The Haloarcula Large Ribosomal Subunit
The molecular machine catalyzing petide bond synthesis is a ribozyme.



Contents

Introduction

The ribosome is a complex composed of RNA and protein that adds up to several million daltons in size and plays a critical role in the process of decoding the genetic information stored in the genome into protein as outlined in what is now known as the Central Dogma of Molecular Biology[1]. Specifically, the ribosome carries out the process of translation, decoding the genetic information encoded in messenger RNA, one amino acid at a time, into newly synthesized polypeptide chains. The ribosome functions as a complex of two complexes of many proteins and RNAs of substantial length; these two complexes are the small ribosomal subunit and the large ribosomal subunit. The formation of peptide bonds occurs in the large subunit where the acceptor-stems of the tRNAs are docked.

In 2000, the large ribosomal subunit from Haloracula marismortui was solved. Haloracula is a halophilic archaea. The structure revealed that surprisingly no protein was observed close enough the site of peptide bond synthesis to be be involved in the chemistry of the peptidyl transferase reaction, meaning that RNA was responsible for catalysis and that the large subunit is a ribozyme. The structure also revealed the details of the tunnel which the nascent peptide chain would exit the ribosome.

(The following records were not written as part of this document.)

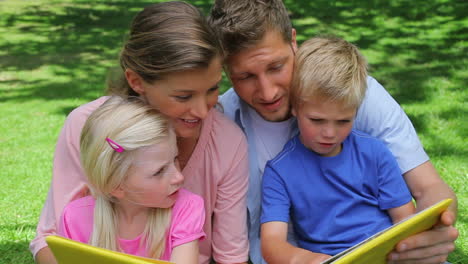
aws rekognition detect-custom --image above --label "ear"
[291,28,297,54]
[125,69,145,95]
[291,107,297,117]
[110,185,125,199]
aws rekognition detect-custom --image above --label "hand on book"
[388,211,458,264]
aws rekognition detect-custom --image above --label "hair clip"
[106,138,125,153]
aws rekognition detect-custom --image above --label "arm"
[260,222,330,264]
[389,162,458,263]
[212,129,249,263]
[171,240,198,264]
[30,99,104,264]
[355,77,458,263]
[388,202,416,224]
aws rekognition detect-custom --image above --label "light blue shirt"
[219,76,429,264]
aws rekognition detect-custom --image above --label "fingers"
[395,226,458,252]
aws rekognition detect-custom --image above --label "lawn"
[0,0,468,264]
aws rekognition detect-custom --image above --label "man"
[209,0,458,264]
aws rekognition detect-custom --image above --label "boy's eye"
[208,85,219,93]
[174,95,192,101]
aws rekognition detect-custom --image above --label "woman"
[30,2,248,263]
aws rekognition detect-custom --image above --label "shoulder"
[63,195,96,214]
[173,188,204,211]
[172,188,205,226]
[267,136,299,167]
[219,88,240,120]
[211,109,245,145]
[348,129,386,152]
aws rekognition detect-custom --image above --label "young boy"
[260,37,415,263]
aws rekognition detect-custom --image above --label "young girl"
[59,96,205,264]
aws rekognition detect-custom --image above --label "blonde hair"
[107,1,223,96]
[291,37,367,108]
[208,0,292,58]
[80,96,171,258]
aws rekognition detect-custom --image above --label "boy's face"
[227,30,297,122]
[292,97,356,157]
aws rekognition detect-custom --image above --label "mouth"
[260,97,283,111]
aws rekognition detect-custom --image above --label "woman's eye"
[174,95,192,101]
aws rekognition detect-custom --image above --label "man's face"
[227,29,297,122]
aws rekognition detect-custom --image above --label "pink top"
[30,97,249,264]
[58,189,205,260]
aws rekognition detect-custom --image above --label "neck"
[177,138,198,170]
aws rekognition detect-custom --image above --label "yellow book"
[322,199,452,264]
[46,236,174,264]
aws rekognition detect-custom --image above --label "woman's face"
[135,58,222,139]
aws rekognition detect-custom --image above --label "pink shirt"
[58,189,205,260]
[30,97,249,264]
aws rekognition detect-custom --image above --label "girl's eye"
[174,95,192,101]
[208,85,219,93]
[153,166,166,176]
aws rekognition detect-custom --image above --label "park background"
[0,0,468,264]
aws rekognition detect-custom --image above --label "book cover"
[322,199,452,264]
[46,236,174,264]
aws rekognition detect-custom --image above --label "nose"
[192,98,210,119]
[257,75,277,102]
[171,164,185,185]
[322,124,336,138]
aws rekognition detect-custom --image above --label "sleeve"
[260,162,291,224]
[355,77,429,173]
[212,132,249,263]
[30,105,92,256]
[171,194,206,248]
[374,140,412,210]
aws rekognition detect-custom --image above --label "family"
[30,0,458,264]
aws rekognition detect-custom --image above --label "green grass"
[0,0,468,264]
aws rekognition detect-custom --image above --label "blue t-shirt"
[261,130,411,255]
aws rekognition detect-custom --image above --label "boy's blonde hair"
[80,96,173,258]
[291,37,367,109]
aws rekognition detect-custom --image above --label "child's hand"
[292,250,331,264]
[388,211,458,264]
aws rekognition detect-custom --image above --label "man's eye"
[153,166,166,176]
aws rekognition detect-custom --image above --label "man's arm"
[260,222,330,264]
[389,161,458,264]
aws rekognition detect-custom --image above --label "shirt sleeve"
[355,77,429,173]
[374,140,412,210]
[171,194,206,248]
[212,132,249,263]
[260,162,291,224]
[29,100,97,257]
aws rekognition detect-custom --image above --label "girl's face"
[118,134,184,208]
[133,58,222,139]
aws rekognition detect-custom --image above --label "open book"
[321,199,452,264]
[46,236,174,264]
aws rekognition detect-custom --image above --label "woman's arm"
[171,240,199,264]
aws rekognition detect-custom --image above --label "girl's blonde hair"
[291,37,367,108]
[80,96,173,258]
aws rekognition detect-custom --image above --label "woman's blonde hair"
[291,37,367,108]
[107,1,224,96]
[80,96,171,258]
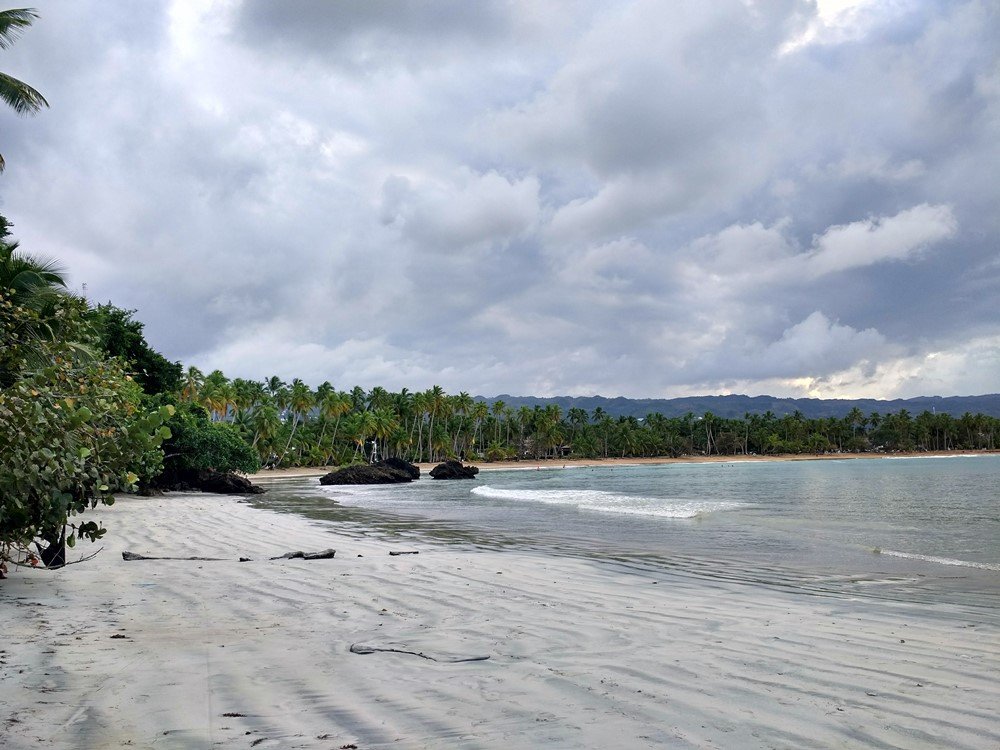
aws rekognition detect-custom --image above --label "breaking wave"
[472,485,745,518]
[873,548,1000,571]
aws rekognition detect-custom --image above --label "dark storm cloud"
[0,0,1000,396]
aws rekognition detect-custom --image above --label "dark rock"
[375,457,420,479]
[151,469,267,495]
[193,469,266,495]
[319,464,413,484]
[431,461,479,479]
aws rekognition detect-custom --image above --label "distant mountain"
[475,393,1000,419]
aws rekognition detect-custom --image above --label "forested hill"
[475,393,1000,419]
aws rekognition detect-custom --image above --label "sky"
[0,0,1000,398]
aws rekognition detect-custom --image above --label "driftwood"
[271,549,337,560]
[122,549,337,562]
[122,550,226,562]
[351,643,490,664]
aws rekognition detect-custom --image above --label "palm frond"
[0,73,49,115]
[0,8,38,49]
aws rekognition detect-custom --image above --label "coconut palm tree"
[0,8,49,172]
[0,239,66,302]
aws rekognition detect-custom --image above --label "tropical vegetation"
[0,8,49,172]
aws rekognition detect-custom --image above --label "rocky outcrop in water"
[153,469,267,495]
[431,461,479,479]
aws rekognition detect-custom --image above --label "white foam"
[875,549,1000,571]
[472,485,745,518]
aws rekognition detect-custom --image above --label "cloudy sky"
[0,0,1000,397]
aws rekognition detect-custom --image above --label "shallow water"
[254,456,1000,609]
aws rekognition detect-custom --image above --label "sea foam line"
[472,485,744,518]
[873,547,1000,571]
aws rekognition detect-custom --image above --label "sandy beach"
[0,494,1000,750]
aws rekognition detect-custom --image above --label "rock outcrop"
[154,469,267,495]
[431,461,479,479]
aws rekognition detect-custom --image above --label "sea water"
[255,455,1000,609]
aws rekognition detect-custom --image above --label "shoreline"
[0,493,1000,750]
[247,450,1000,481]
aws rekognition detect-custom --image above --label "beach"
[0,494,1000,749]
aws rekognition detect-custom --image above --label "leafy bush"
[0,291,173,558]
[162,403,260,478]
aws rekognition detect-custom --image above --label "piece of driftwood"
[122,549,337,562]
[271,549,337,560]
[351,643,490,664]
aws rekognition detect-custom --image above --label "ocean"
[251,455,1000,613]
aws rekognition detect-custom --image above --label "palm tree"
[181,365,205,401]
[278,378,315,463]
[0,8,49,172]
[0,239,66,302]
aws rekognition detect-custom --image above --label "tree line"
[177,367,1000,466]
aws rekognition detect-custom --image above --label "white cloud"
[0,0,1000,396]
[807,203,958,276]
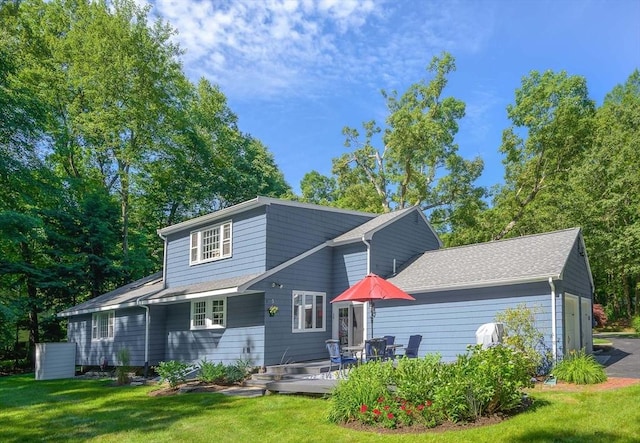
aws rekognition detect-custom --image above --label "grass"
[0,375,640,443]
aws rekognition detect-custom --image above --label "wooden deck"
[266,378,340,395]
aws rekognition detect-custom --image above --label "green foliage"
[116,347,131,385]
[312,52,485,231]
[225,359,253,383]
[553,349,607,385]
[329,346,531,428]
[495,303,553,377]
[155,360,193,388]
[198,358,226,383]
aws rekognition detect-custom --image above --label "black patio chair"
[325,340,358,377]
[384,335,396,360]
[364,338,387,361]
[404,335,422,358]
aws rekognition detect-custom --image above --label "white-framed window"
[189,221,232,265]
[292,291,327,332]
[91,311,116,340]
[191,298,227,329]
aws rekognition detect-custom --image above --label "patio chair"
[325,340,358,377]
[364,338,387,361]
[384,335,396,360]
[404,335,422,358]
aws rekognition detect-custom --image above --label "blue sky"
[140,0,640,192]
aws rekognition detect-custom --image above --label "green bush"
[553,349,607,385]
[495,303,553,377]
[155,360,193,388]
[225,359,253,383]
[116,347,131,385]
[329,346,531,428]
[198,358,226,383]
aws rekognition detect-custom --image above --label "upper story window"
[91,311,116,340]
[189,221,231,265]
[191,298,227,329]
[293,291,327,332]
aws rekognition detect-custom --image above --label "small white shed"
[36,343,76,380]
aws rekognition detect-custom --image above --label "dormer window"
[189,221,231,265]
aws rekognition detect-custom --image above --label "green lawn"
[0,375,640,443]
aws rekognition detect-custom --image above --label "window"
[189,221,231,265]
[191,298,227,329]
[91,311,116,340]
[293,291,326,332]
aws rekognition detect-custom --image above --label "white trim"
[189,297,227,331]
[157,196,376,237]
[291,289,329,334]
[398,275,560,294]
[143,287,242,305]
[189,220,233,266]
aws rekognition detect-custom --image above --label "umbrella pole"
[369,300,376,338]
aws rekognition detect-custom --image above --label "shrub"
[225,359,253,383]
[329,346,530,428]
[553,349,607,385]
[496,303,553,377]
[155,360,193,388]
[593,304,608,328]
[198,358,226,383]
[116,347,131,385]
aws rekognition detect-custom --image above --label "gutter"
[549,277,558,362]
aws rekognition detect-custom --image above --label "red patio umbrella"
[331,273,415,337]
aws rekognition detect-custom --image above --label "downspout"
[362,235,371,275]
[549,277,558,362]
[136,297,150,378]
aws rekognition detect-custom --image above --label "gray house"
[59,197,593,372]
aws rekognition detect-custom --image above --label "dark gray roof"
[58,272,163,317]
[145,273,263,304]
[389,228,582,293]
[332,206,440,245]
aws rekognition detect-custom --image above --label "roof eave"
[400,274,561,294]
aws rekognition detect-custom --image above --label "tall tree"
[492,71,595,240]
[308,53,484,227]
[571,70,640,318]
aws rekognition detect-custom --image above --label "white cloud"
[144,0,496,99]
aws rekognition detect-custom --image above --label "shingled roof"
[58,272,163,317]
[389,228,584,293]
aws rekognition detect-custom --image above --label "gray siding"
[374,284,559,361]
[267,205,371,269]
[561,238,593,298]
[166,207,266,287]
[165,294,265,366]
[67,308,150,366]
[263,248,332,365]
[330,243,367,298]
[371,212,439,278]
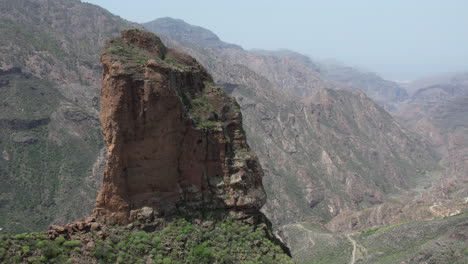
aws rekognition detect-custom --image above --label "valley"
[0,0,468,264]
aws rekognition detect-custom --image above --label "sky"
[84,0,468,81]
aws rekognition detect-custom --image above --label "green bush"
[63,240,81,248]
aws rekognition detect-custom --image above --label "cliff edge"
[94,29,266,224]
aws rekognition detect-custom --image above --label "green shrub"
[63,240,81,248]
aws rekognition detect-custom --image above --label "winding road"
[346,234,357,264]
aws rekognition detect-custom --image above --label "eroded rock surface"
[95,30,266,224]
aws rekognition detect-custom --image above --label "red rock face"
[95,30,266,224]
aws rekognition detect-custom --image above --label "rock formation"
[94,29,266,224]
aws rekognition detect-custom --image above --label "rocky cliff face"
[0,0,138,233]
[95,30,266,223]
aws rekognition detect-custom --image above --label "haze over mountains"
[0,0,468,263]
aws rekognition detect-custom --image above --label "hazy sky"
[81,0,468,80]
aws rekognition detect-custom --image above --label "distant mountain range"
[0,0,468,263]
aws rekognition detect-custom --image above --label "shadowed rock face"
[95,30,266,224]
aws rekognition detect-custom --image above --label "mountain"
[396,74,468,199]
[250,50,408,105]
[0,0,139,233]
[0,0,466,263]
[145,18,438,226]
[143,17,241,49]
[95,29,266,224]
[0,29,293,264]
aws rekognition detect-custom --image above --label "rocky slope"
[395,74,468,202]
[0,29,293,264]
[144,18,437,225]
[95,30,266,224]
[0,0,138,233]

Thomas Steitz shares a 2009 Nobel Prize for The Haloarcula Large Ribosomal Subunit Structure

For this landmark structure, Thomas A. Steitz of Yale University shared the 2009 Nobel Prize in Chemistry[2][3] along with two other structural biologists working on the ribosome. It is important to note that the Steitz lab worked with the Moore lab on this phenomenal accomplishment although the Nobel committee limits the award itself to up to three laureates. This structure ranks among the known structures with highest impact.

Haloracula Large Ribosomal Subunit Components

 
The Large Ribosomal Subunit (1s72), resolution 2.4Å ().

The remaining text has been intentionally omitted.